The sound quality is pretty raw, but is above bootleg standards - it's more or less average for a live recording from the era. Musically speaking, if you've had the original albums on heavy rotation this album isn't going to reveal anything particularly new or revolutionary about the material on here - Killing Yourself to Live has different lyrics because it hadn't yet been finalised as a composition but the instrumental side of the song has been more or less pinned down at this point, Wicked World turns into a medley, and Ozzy repeatedly shouts "COCAINE!" during Snowblind rather than whispering it once. In fact, it's Ozzy's performance that changes the most from the studio albums here; the album provides ample proof that during his prime Ozzy was an insanely extroverted frontman on a mission to make sure every single member of the audience has a great time.

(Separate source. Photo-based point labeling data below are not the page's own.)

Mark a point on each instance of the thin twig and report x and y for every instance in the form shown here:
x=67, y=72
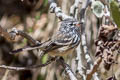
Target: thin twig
x=58, y=11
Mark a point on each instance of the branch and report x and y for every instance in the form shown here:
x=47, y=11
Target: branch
x=58, y=12
x=83, y=37
x=79, y=62
x=67, y=69
x=16, y=32
x=11, y=35
x=94, y=69
x=29, y=67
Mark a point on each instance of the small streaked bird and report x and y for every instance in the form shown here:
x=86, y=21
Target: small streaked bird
x=63, y=42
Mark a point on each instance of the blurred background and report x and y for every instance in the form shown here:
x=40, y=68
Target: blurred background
x=34, y=18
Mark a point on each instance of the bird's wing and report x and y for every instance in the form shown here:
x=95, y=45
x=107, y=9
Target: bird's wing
x=62, y=39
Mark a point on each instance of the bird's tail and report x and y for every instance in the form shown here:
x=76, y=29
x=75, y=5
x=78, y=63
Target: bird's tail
x=38, y=46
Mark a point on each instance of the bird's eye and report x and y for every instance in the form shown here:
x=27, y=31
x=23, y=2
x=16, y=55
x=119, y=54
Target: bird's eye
x=71, y=24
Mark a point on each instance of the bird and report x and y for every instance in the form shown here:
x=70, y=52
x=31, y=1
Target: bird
x=62, y=42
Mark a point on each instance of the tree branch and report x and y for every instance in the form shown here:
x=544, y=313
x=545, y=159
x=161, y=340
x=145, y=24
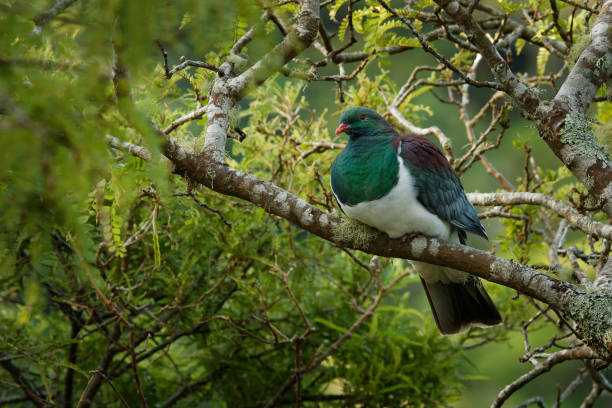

Buyers should be aware that the first disc of Past Lives is exactly the same as this album, so there's no good reason to buy it separately when you can get Past Lives and in effect have a bonus disc of additional performances with it.
A fair time back now this was my first Sabbath album, back in the days when I was trusting in the myths that "live versions are always better than studio" (sadly not always true). Starting off with this album was probably not a good idea, but after amassing a fair quantity of studio material (most of it post-Ozzy, but never mind!) and listening to this album over the course of a few years, one can say that this is still a fine album. Not as good as some of the legendary ones in Metal history, and not quite as good as Live Evil imo, but still a fine album.
On the whole the songs are faithful to their studio counterparts, bar Killing Yourself To Live (because this was recorded before Sabbath Bloody Sabbath was released - all these tracks were recorded in 1973) and Wicked World, which becomes an 18-minute monster containing jazz improvisation and a bit of Supernaut. The songs sound a lot beefier in this live environment, and chances are you should know the songs already.
Ozzy's crowd interaction is limited to introducing a few of the songs, but listening to these songs makes you think he HAD to be stoned when he was singing them. The way he shouts "We love you!" and random points over the album is precious, although my personal favourite is "Alright everybody, clap your hands!". Don't ask me why, it's just the way he says it...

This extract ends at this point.